Central Drugs Standard Control Organization (CDSCO) Overview

The Central Drugs Standard Control Organization (CDSCO), under the Ministry of Health and Family Welfare, is India's National Regulatory Authority (NRA). Its medical device division is responsible for enforcing the Medical Device Rules, 2017 (MDR 2017) to ensure the safety, quality, and efficacy of medical devices and in vitro diagnostics (IVDs).

1. Risk-Based Classification

Medical devices in India are classified into four categories based on their intended use and risk level:

• Class A (Low Risk): Thermometers, stethoscopes, bandages.
• Class B (Low-Moderate Risk): Hypodermic needles, blood pressure monitors, surgical gloves.
• Class C (Moderate-High Risk): Ventilators, bone fixation implants, anesthesia machines.
• Class D (High Risk): Cardiac pacemakers, heart valves, coronary stents.

2. Licensing and Authorities

• Central Licensing Authority (CLA): Headed by the Drugs Controller General of India (DCGI).

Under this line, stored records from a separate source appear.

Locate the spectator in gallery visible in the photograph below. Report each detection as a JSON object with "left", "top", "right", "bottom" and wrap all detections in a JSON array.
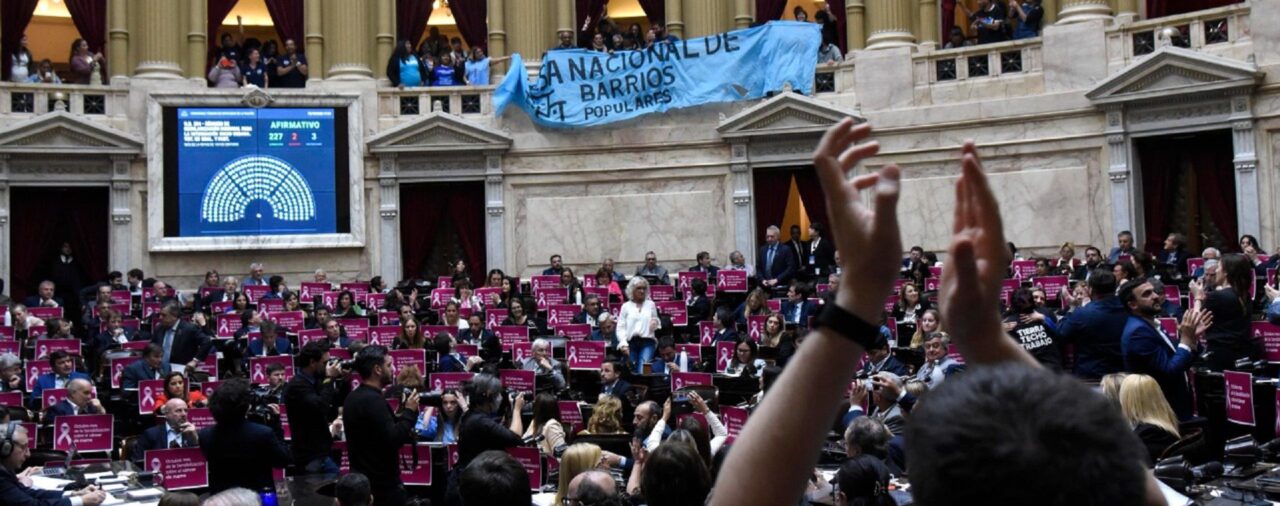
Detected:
[
  {"left": 241, "top": 47, "right": 271, "bottom": 88},
  {"left": 9, "top": 33, "right": 37, "bottom": 82},
  {"left": 271, "top": 38, "right": 307, "bottom": 88},
  {"left": 1009, "top": 0, "right": 1044, "bottom": 40},
  {"left": 387, "top": 38, "right": 426, "bottom": 90}
]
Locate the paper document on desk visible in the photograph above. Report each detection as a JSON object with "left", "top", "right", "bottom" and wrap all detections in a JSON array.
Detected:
[{"left": 28, "top": 474, "right": 72, "bottom": 491}]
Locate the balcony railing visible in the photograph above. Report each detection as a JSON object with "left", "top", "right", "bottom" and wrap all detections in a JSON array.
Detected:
[
  {"left": 913, "top": 37, "right": 1043, "bottom": 86},
  {"left": 1107, "top": 3, "right": 1249, "bottom": 67},
  {"left": 0, "top": 82, "right": 129, "bottom": 117}
]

It handles the import of all classes and the manufacturing of Class C and D devices.
• State Licensing Authority (SLA): Responsible for granting licenses to manufacture Class A and Class B devices.
• Notified Bodies: Third-party organizations registered with the CDSCO to audit the Quality Management Systems (QMS) of Class A and B manufacturing sites.

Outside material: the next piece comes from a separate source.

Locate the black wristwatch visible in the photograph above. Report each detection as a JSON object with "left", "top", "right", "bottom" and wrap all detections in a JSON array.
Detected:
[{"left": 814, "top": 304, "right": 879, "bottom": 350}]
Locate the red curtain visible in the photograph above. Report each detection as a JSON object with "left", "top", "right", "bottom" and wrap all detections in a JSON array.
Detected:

3. Key Regulatory Processes

• SUGAM Portal: All applications for import, manufacture, and clinical investigations are submitted online through the SUGAM portal.

• Product Licensing:

• Import: Application via Form MD-14 to receive a license in Form MD-15.

• Manufacture (Class C/D): Application via Form MD-7/8 for license in Form MD-9/10.

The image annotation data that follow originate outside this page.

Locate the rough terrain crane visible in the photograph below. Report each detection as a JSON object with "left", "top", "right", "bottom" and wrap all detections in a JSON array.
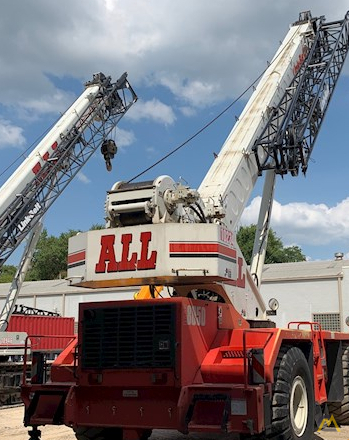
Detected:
[
  {"left": 0, "top": 73, "right": 137, "bottom": 404},
  {"left": 22, "top": 12, "right": 349, "bottom": 440}
]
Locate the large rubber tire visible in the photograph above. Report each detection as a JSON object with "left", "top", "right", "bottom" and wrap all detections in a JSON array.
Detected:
[
  {"left": 268, "top": 347, "right": 314, "bottom": 440},
  {"left": 74, "top": 426, "right": 122, "bottom": 440},
  {"left": 328, "top": 344, "right": 349, "bottom": 425}
]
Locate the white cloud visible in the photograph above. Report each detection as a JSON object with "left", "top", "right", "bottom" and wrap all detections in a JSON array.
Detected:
[
  {"left": 0, "top": 118, "right": 26, "bottom": 148},
  {"left": 115, "top": 128, "right": 136, "bottom": 148},
  {"left": 127, "top": 99, "right": 176, "bottom": 125},
  {"left": 22, "top": 89, "right": 75, "bottom": 118},
  {"left": 241, "top": 197, "right": 349, "bottom": 246},
  {"left": 0, "top": 0, "right": 348, "bottom": 117}
]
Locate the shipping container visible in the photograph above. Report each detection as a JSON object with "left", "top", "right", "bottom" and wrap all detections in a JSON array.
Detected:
[{"left": 7, "top": 315, "right": 74, "bottom": 352}]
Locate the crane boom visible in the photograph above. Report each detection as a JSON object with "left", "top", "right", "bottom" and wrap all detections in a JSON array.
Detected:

• Quality Management System (QMS): Compliance with the Fifth Schedule of MDR 2017 (aligned with ISO 13485) is mandatory for all manufacturers.

4. Post-Market Surveillance

The Materiovigilance Programme of India (MvPI) monitors and analyzes adverse events related to medical devices to protect patient health throughout the product's lifecycle.